Dean E. Friedrich
1928
- 2007
Dean Friedrich, voice teacher
and choral conductor, taught at two colleges and two academies in the
Seventh-day Adventist school system in the 1950s and 1960s. Beginning in the
1960s he became known in California for his music school and his work with independent
choral ensembles.
Dean was born in Billings,
Montana, on May 24, 1928, and raised in California, the youngest of three sons
of Thomas H. and Lou I. Friedrich. Following graduation from Lodi Academy in
1946, where he had conducted a choral group for a year and served as senior
class president, he enrolled at PUC as a music major
with voice as his performance area. He graduated in 1950 with a B.A. in music
education and then taught at the preparatory school for a year.

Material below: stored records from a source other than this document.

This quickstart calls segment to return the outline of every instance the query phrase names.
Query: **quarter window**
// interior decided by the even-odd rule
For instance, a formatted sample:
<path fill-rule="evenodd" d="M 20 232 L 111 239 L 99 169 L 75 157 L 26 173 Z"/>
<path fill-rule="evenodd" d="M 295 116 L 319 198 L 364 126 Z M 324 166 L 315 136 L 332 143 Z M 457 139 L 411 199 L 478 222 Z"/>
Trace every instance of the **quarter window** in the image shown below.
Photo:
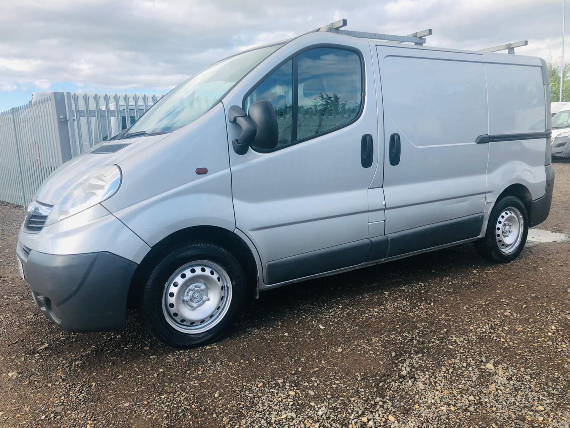
<path fill-rule="evenodd" d="M 361 108 L 362 84 L 358 54 L 316 48 L 274 71 L 250 94 L 245 107 L 259 100 L 271 102 L 277 115 L 280 148 L 353 120 Z"/>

In 1951, Friedrich accepted a
position at Union College and enrolled for graduate study at Columbia
University. While doing graduate work that summer, he sang in the Robert Shaw
Collegiate Choral group.
He directed the men's chorus
at UC for a year and then was drafted into the U.S. Army, where he served until
1954. During his time in military service he directed the Camp Pickett Choraliers, a popular group that performed with vocal and
violin soloists and toured extensively, playing only sacred music.

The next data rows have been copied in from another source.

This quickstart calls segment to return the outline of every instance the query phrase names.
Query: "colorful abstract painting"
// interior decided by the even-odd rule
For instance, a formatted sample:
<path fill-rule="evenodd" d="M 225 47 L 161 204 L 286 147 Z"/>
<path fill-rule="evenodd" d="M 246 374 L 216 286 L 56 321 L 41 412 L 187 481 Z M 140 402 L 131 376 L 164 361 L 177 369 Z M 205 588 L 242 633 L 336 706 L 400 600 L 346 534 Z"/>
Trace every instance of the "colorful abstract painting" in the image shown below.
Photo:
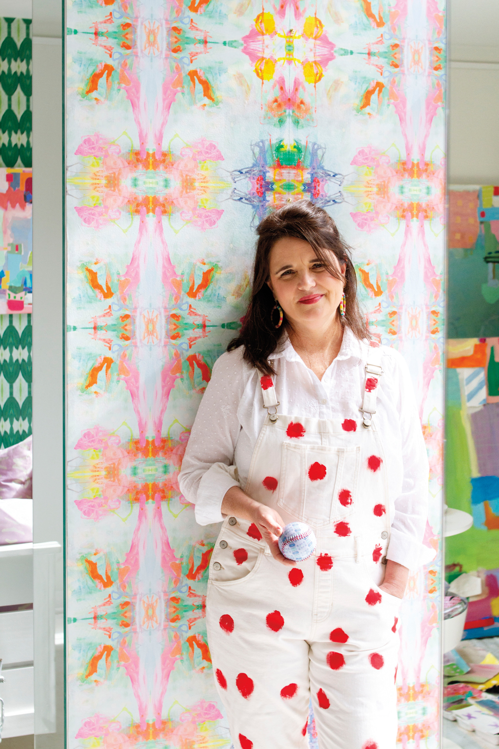
<path fill-rule="evenodd" d="M 230 747 L 178 473 L 254 226 L 323 206 L 405 357 L 442 487 L 444 0 L 68 0 L 67 746 Z M 410 577 L 404 748 L 438 746 L 441 558 Z M 313 721 L 311 747 L 316 746 Z M 239 747 L 237 748 L 239 749 Z M 257 748 L 254 748 L 257 749 Z"/>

Upon his discharge from the
army, Friedrich returned to CU to continue graduate study and that fall
accepted a position at Cedar Lake Academy, now Great Lakes Academy, in
Michigan. He was then asked to go to Brazil and chair the music program at Colégio Adventista Brasileiro, the Seventh-day Adventist
college in São Paulo. They had just completed a new music building as he
arrived in October 1955 and he proceeded to furnish and equip it with
instruments and implement a music curriculum. He also directed the school's
Carlos Gomes Choir, a well-known ensemble in the country, during the two years
he was in Brazil.
In 1957, Friedrich accepted a
position at Pacific Union College Preparatory School, where he taught until the early 1960s. After leaving PUCPS, he moved to
Vallejo, California, founded the Vallejo Choral Society (1962-1994) and
established the Dean Friedrich's Academy of Music, where he maintained a voice
studio until 2005. Hailed as a master conductor, he also served as director of
the Mini Singers Music in Motion Show Troupe and the Napa Choral Society.
Friedrich had earlier formed
the Meistersingers, a highly disciplined group that sang extensively throughout
California and was featured on Chapel Record LP 5053, Come, My People, which features two of his compositions. They
were later featured on Chapel Record LP/ST-5083, O, Come Emmanuel, as an
accompanying group for soprano soloist Betty Lawson.
Friedrich was living in
Vallejo, California, at the time of his death on October 17, 2007, at age 79.
ds/2017
Sources: Pacific
Union Recorder, 23 January 1946, 8; Central Union Recorder, 14
August 1951, 3; Dean E. Friedrich, "The Thrill of a Mission Call, The
Review and Herald, 11 October 1956, 1, 23-25; The Youth's Instructor,
11 August 1953; 12, 13, 19; Chapel Records, Come, My People, #LP5053
liner; Obituary, Napa Valley Register, 23 October 2007. 1930 U.S. Federal Census; Social Security Death Index.